[x265] Custom LowRes scale

Mon Jul 21 19:11:06 CEST 2014

On 07/21, Nicolas Morey-Chaisemartin wrote:
> Hi,
> 
> We recently profiled x265 pre-analysis to estimate what performance we
> could reach using our accelerator and I was quite disappointed by the
> performance.  When running on a Core-i7 with AVX at roughly 2.7GHz, we
> barely reached the 30fps mark using ultrafast preset on a 4K video.
> 
> After a little bit of browsing I realized that work in LosRew is
> always done at 1/4th of the final resolution which seems fair but
> requires a huge amount of work for 4K.  It seemed straight forward
> enough to change the divider at LowRes initialization but it seems
> there are a lot of hard coded values that depend both on the LowRes
> divider and the LowRes CU Size.
> 
> Here's a patch (definitly not applicable like this but just to give an
> idea of where I'm going) that seems to fix most of the hard-coded
> value.  It still works with a X265_LOWRES_SCALE of 4 and the perf is
> definilty improving (29fps => 40fps on a 2048x1024 medium preset on a
> E5504).
> 
> Would you be interested in a clean version of this? At least the
> hard-coded CU_SIZE part?  IMHO it would be better to have "dynamic"
> value for LowRes depending on preset (or equivalent) and the input
> resolution...  1/4th is fast enough in HD not to be an issue but for
> RT stream in 4K or more, 1/16 will be compulsory.

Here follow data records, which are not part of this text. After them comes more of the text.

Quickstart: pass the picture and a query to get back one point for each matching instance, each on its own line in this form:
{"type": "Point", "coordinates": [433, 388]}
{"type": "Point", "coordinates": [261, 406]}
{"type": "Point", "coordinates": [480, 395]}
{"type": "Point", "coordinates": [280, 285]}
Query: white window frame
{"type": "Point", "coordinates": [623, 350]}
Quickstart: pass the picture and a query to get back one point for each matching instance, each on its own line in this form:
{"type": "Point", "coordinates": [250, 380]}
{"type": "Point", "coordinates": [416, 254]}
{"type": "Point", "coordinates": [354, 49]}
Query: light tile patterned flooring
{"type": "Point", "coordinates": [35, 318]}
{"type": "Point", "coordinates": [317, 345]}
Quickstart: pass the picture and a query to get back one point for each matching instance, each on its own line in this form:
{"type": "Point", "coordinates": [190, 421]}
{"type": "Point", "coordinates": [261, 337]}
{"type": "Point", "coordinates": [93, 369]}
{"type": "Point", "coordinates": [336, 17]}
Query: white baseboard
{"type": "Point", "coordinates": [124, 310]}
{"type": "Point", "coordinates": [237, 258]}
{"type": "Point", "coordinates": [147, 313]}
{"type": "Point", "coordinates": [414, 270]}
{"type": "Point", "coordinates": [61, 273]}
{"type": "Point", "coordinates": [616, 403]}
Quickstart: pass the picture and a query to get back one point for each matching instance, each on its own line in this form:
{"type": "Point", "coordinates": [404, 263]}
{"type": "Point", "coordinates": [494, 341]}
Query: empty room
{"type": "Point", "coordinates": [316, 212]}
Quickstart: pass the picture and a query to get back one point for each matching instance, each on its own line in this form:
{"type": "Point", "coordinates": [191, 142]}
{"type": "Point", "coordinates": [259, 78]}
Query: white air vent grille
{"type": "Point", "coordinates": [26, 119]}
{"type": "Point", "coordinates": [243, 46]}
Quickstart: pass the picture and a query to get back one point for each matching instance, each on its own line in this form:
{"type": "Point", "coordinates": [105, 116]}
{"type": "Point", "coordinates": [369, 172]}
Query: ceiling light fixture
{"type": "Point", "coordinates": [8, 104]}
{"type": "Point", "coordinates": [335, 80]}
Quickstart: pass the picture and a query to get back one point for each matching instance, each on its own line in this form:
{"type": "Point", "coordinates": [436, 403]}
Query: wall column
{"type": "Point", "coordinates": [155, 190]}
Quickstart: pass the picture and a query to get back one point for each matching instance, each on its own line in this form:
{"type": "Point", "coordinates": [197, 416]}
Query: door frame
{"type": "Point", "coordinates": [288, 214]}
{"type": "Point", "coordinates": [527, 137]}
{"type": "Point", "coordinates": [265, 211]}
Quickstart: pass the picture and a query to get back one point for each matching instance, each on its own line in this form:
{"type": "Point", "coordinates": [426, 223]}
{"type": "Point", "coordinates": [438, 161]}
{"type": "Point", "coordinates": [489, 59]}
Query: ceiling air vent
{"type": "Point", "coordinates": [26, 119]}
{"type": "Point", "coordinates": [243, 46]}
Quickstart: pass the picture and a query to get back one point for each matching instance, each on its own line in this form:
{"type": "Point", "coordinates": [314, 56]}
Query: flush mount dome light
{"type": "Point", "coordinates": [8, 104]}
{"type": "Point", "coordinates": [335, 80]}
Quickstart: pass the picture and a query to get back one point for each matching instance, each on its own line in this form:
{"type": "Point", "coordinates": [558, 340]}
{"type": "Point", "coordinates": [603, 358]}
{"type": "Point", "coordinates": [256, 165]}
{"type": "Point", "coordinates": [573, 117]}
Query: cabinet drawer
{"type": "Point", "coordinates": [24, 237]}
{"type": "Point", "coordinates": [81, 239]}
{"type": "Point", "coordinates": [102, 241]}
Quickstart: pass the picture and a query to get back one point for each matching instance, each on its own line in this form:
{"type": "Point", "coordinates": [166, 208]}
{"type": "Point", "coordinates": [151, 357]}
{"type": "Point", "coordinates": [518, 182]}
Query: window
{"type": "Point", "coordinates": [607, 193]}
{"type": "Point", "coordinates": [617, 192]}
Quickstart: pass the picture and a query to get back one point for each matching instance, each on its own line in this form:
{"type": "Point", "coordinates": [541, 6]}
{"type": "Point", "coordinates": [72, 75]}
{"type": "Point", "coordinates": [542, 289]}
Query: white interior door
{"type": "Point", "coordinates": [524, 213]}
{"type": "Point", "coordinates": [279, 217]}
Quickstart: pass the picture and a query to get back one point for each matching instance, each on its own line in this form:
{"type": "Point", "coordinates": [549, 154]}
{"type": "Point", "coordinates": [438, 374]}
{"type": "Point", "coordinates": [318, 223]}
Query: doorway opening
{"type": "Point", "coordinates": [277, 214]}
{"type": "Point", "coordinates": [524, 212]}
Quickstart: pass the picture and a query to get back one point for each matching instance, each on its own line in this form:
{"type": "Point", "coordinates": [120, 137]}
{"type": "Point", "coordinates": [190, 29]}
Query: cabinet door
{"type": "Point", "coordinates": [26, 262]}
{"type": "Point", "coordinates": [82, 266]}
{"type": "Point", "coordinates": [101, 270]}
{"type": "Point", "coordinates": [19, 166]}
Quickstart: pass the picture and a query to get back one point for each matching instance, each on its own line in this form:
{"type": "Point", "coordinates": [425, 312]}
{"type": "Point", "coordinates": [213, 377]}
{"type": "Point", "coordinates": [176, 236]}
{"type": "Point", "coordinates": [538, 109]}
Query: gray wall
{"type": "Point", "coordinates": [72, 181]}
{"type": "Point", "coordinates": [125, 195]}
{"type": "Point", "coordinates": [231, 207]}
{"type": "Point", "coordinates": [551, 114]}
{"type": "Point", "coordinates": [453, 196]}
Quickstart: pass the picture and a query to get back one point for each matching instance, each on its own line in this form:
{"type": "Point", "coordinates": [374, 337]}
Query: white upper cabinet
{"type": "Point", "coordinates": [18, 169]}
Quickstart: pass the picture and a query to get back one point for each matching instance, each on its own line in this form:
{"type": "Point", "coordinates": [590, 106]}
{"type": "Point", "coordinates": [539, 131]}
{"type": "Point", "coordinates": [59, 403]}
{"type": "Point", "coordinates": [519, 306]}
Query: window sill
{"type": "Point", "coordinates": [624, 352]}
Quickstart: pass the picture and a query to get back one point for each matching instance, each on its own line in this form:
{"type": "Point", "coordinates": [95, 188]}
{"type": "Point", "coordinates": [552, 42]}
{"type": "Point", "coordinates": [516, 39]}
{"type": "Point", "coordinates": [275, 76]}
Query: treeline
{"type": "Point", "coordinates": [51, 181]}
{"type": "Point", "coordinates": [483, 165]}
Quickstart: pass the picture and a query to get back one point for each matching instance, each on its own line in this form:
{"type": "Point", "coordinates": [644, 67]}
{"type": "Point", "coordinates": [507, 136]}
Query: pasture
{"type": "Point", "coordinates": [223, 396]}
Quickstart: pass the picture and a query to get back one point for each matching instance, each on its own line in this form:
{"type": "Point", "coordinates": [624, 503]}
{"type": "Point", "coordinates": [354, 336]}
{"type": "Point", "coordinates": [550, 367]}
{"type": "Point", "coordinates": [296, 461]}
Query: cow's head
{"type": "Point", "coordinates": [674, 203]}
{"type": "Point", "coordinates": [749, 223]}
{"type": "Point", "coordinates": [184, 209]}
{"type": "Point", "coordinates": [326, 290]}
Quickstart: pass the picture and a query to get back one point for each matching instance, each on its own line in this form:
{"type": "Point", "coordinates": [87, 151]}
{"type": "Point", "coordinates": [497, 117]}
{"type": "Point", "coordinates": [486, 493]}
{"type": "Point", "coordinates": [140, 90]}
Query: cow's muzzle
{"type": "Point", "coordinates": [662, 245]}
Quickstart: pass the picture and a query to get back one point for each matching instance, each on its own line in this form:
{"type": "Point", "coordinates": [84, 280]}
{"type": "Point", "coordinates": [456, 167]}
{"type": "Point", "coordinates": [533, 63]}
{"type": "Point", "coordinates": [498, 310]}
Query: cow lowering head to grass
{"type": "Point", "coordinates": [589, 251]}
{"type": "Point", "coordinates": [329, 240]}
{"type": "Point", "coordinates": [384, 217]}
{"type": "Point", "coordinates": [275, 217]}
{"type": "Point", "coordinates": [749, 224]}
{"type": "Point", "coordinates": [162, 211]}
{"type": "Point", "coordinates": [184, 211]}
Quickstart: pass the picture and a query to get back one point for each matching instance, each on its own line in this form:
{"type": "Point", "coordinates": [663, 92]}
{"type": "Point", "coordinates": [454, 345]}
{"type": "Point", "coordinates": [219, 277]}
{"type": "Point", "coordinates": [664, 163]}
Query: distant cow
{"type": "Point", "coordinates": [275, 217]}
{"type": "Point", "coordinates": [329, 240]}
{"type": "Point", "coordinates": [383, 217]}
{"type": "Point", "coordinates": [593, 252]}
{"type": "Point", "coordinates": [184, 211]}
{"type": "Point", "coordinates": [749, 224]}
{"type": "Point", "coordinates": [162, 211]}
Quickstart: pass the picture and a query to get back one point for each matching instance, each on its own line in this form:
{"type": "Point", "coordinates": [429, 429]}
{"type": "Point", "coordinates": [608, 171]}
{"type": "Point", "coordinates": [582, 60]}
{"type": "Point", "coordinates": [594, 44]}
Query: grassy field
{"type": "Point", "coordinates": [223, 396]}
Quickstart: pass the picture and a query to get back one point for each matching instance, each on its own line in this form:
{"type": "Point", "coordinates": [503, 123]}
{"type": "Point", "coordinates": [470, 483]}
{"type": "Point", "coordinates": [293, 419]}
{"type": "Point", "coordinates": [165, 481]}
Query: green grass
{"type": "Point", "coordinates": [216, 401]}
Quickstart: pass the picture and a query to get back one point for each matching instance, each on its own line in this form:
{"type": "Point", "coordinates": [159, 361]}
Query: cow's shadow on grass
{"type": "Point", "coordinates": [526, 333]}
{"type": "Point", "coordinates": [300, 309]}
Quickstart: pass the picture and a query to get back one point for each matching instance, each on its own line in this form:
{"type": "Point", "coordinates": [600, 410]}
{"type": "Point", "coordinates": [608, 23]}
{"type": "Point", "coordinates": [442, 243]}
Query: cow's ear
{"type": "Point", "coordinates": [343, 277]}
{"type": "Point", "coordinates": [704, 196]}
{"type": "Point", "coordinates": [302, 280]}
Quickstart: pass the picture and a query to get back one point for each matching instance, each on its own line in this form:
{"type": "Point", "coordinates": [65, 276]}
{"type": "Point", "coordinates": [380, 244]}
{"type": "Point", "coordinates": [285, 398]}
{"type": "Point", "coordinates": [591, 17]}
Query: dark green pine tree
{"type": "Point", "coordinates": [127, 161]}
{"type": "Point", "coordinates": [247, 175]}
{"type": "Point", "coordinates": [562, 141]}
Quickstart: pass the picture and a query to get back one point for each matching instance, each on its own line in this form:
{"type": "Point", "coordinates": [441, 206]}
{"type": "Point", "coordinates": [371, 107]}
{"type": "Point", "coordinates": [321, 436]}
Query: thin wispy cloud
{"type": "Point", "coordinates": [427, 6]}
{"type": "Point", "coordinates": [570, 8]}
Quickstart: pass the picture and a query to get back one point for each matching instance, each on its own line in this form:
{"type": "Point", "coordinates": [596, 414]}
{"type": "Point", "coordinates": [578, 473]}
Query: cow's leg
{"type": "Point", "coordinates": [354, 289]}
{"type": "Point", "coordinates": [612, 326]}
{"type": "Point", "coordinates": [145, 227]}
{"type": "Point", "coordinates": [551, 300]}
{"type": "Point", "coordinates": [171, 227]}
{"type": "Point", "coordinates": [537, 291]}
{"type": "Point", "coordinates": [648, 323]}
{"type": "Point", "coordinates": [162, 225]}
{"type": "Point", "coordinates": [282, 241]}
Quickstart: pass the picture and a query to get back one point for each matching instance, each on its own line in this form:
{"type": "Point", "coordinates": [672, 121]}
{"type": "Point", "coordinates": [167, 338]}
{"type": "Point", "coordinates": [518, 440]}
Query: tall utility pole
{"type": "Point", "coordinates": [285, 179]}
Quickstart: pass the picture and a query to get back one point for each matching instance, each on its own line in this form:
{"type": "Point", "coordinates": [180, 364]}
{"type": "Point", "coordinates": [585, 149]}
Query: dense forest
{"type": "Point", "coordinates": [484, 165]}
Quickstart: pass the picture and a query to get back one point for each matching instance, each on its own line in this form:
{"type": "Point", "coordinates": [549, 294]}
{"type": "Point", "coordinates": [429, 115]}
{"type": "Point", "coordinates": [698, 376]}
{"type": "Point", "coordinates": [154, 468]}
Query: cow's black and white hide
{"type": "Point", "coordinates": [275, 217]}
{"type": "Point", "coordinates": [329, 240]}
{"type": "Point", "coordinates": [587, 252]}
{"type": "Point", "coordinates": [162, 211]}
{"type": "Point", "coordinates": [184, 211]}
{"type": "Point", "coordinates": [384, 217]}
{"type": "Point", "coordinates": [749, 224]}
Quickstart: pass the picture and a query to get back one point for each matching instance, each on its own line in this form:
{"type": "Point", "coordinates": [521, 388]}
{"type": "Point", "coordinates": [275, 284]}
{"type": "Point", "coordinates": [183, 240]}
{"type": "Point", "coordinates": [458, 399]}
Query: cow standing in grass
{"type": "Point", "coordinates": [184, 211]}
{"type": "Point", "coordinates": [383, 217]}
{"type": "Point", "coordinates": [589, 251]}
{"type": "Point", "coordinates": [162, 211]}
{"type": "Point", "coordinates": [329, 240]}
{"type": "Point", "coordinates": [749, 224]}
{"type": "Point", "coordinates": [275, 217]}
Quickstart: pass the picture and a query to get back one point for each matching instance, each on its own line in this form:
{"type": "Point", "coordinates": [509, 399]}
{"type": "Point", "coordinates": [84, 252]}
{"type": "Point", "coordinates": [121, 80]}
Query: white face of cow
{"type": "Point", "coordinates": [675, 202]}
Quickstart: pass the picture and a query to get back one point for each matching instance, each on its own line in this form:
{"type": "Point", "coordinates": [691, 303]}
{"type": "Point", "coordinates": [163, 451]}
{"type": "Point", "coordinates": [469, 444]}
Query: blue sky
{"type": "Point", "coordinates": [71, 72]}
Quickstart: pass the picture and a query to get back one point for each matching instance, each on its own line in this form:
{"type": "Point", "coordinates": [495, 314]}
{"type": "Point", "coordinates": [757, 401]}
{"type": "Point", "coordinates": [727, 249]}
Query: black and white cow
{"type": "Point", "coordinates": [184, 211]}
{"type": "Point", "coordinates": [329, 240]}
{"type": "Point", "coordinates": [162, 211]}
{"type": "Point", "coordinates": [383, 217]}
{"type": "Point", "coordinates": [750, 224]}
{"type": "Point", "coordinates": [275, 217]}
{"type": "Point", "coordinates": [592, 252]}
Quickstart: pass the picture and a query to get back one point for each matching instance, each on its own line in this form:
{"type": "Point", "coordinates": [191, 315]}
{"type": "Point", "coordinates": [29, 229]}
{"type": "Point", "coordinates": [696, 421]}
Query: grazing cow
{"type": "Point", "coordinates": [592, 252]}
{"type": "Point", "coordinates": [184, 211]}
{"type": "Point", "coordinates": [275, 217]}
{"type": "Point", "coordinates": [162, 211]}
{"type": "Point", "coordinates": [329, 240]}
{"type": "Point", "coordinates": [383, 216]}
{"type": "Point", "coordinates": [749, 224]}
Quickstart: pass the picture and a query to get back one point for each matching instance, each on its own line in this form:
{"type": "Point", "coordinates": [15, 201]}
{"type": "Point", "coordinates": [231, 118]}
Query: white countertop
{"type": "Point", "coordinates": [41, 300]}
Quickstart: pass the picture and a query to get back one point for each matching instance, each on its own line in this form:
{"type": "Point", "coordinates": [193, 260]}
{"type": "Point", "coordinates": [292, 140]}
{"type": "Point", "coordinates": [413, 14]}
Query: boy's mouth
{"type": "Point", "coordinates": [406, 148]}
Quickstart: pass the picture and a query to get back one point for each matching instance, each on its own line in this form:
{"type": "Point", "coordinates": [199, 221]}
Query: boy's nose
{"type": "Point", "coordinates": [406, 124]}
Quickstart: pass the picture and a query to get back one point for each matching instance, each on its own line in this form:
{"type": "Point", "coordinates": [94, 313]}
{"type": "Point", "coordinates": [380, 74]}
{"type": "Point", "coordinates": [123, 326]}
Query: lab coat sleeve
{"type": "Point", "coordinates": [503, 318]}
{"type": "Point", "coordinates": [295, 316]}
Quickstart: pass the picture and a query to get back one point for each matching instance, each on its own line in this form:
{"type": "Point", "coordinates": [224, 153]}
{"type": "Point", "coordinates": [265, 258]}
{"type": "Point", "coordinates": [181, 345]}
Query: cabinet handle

Interesting. I imagine much 4k content would work decently well even
with further downscaling of the lookahead pictures.

The lowres motion vectors are used in weight analysis as well, so that
file would need to be updated.

Another thing that makes our lookahead slower than x264's is our intra
analysis.  We're measuring DC and planar and then running our `all-angs'
function which generates all 33 angular predictions at once and then
measuring them all with satd. I've been wanting to turn that into a scan
that measures 6 angular modes evenly spaced by 5.  You then pick the
best angular option and search +2 and -2, then pick the best again and
search +1 and -1 (a gradient descent). At the end you measure DC and
planar and pick the best cost mode.  This results in 12 predictions and
satd calls instead of 35 (closer to x264's 9 lowres predictions).

Our `all-angs' function is pretty good, it takes approx 10x the time of
one angular prediction function to generate all 33. So it's not obvious
whether it would be better for this scan approach to call the ten
singular angular functions or the 'all-angs` function once. About half
of the angular predictions must be transposed - and the all-angs
function ignores this for better performance and thus we transpose the
original pixels instead when measuring satd cost of those modes (but we
only have to do that transpose once). The individual angular functions
do this transpose for you internally. if the mode requires it, resulting
in possibly more transposes. This further complicates guessing which
approach would be faster.

Once this approach was working we could use it in the main encode
functions as a --fast-intra option.

Lastly, we need a signed CLA from you before we can accept code
contributions: https://bitbucket.org/multicoreware/x265/wiki/Contribute

-- 
Steve Borho